= Lynn Manning =

American writer and paralympic judoka

Lynn Manning (April 30, 1955 – August 3, 2015) was an American Paralympian, playwright, poet, and actor known for his autobiographical work that explores the complexities of life as a blind African-American man.

==Biography==
Lynn Manning's life turned upside down when he was left blind after being shot in the face in a Hollywood bar in 1978 when he was 23 years old. He made a name for himself as a playwright and actor and is best known for his semi-autobiographical work Weights, which premiered in Los Angeles in 2001. The play won three NAACP Theatre Awards, including Best Actor for Manning, and has since been performed throughout the country, including at the Theater By The Blind in New York City. Manning's last play, Up From The Downs, had its world premiere at the Los Angeles Design Center on May 7, 2005.

==Early life==
Manning was born in Fresno, California and raised in Los Angeles. He had eight siblings. At a young age, he and his siblings were placed into foster homes. Aged 23, he lost his eyesight after being shot in the face in a Hollywood bar.

==Accomplishments==
Lynn was a playwright, poet, actor, and former world champion of blind judo. He represented the United States at the 1988 and 1992 Summer Paralympics, where he took a silver medal in Barcelona.
Lynn achieved the U.S. Olympic Committee's "Blind Male Athlete Of The Year" after winning the Blind Judo World Championship at the 1990 World Victory Games in Holland. He also won the first World Cup for blind judo in Sassari, Sardinia (Italy), in 1991. Lynn also won Silver at the 1991 Tokyo International Invitational For Blind Judo and Bronzes at The International Blind Sports Association World Championships at Colorado Springs (1995) and Madrid, Spain (1998). Weights, Manning's first story, won three theatre awards, including one for best actor. He has had 19 of his original plays produced to date.
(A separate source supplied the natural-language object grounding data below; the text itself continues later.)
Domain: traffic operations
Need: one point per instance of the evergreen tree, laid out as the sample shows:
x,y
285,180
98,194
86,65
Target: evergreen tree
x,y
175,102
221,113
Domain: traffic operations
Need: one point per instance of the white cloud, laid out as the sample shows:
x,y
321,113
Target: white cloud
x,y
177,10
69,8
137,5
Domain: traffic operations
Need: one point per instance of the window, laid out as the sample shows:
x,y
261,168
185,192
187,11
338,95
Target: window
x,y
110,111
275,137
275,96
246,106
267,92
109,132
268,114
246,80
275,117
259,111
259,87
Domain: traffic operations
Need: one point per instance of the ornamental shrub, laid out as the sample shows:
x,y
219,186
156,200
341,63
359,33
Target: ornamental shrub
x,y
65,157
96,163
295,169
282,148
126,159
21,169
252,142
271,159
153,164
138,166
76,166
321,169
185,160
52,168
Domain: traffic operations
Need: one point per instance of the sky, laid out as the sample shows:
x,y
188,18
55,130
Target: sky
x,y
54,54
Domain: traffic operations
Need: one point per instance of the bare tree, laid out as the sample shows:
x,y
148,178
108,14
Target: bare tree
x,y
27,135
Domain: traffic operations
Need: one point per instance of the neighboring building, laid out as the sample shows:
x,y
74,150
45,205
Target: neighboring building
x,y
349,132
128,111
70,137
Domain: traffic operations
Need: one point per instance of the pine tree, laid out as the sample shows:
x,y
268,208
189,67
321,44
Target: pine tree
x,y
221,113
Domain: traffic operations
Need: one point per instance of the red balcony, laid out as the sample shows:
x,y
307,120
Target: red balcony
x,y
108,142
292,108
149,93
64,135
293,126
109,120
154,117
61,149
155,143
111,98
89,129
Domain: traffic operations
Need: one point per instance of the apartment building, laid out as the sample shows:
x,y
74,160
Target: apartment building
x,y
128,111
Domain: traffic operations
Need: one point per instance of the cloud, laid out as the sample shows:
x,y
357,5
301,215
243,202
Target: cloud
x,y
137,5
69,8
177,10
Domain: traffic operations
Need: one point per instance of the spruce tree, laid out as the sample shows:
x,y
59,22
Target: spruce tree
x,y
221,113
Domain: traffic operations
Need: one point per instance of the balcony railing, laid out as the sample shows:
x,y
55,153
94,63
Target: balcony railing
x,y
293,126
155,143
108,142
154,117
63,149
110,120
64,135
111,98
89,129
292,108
Along with Quentin Drew, he co-founded and served as artistic director for Watts Village Theater Company which brings theater to the underserved community of Watts. His poem "The Magic Wand" speaks to the intersectionality of disability and race. His poetry has appeared in many magazines and anthologies, including Staring Back: The Disability Experience from the Inside Out and Grand Passion.

==Weights==
Manning's play "Weights" was first performed in 2000. The work illustrates his story from being a young child in poverty to his life today as a blind man writing poetry and plays and appearing in television and commercials, depicting the suffering and hard times he encountered throughout his years. Extant Theatre Company produced the UK premiere of "Weights" in 2005 and its subsequent tour. Manning appeared in Extant's tour and a further, unaffiliated production at the Millfield Theatre in London in July 2008.

==Personal life==
Manning was divorced from his wife, Shirley. He resided in Koreatown, on the same block as McCobb Boy's home, where he lived as a youth and then worked. He was a member of Screen Actor's Guild, Actors' Equity, and The Actors Studio's West-coast Writers/Directors Unit. As a sensei of the judo program at the Braille Institute of Los Angeles, he taught martial arts to children and adults who are visually impaired. At the age of 60, he died from liver cancer on August 3, 2015.